She flicked off the light and considered canceling the whole thing. She stared at her bed, where her purchases lay strewn across her comforter. Buyer's remorse hit her in her gut. About the same place where David's voice hit her.

She shook her head. “No,” she said out loud. “Today I was…” She searched for the word.

Fabulous.

Say it out loud.

“Fabulous.” She said it resolutely. She slipped into a pair of sandals with a sexy sling-back heel and walked over to the bed to pick up one of her new dresses. “I'm worth every penny.”

Damn straight.

 

“N
O OFFENSE
, K
ATE
, but if this is what breaking up does to you, you should break up with guys more often.” Mallory picked up a piece of tuna with her chopsticks.

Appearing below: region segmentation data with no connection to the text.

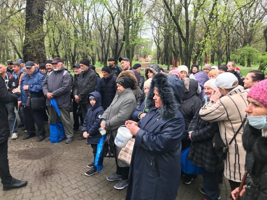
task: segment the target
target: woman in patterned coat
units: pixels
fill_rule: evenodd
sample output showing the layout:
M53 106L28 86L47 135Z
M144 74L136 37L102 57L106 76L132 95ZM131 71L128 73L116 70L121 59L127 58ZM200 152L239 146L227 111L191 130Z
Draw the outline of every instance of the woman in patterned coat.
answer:
M136 108L136 99L132 90L135 86L134 80L129 77L125 76L118 78L116 82L118 93L100 119L100 126L105 128L111 133L113 141L117 135L118 129L124 125L125 121L131 118L133 113ZM121 189L128 186L129 168L117 159L121 148L116 145L115 147L116 172L115 174L107 177L107 179L111 181L119 180L114 187Z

“What?” Kate shot her cousin a look.

“The outfit is awesome. And totally not what you usually wear. It's funkier. And I love the hair. The makeup.”

“I bought some new Stila products today. The makeup counter woman had me do this whole smoky-eye thing. I feel like one of those makeup ads—definitely not me.”

“Well, maybe you should make it you, because there isn't a guy in here who's not staring at you.”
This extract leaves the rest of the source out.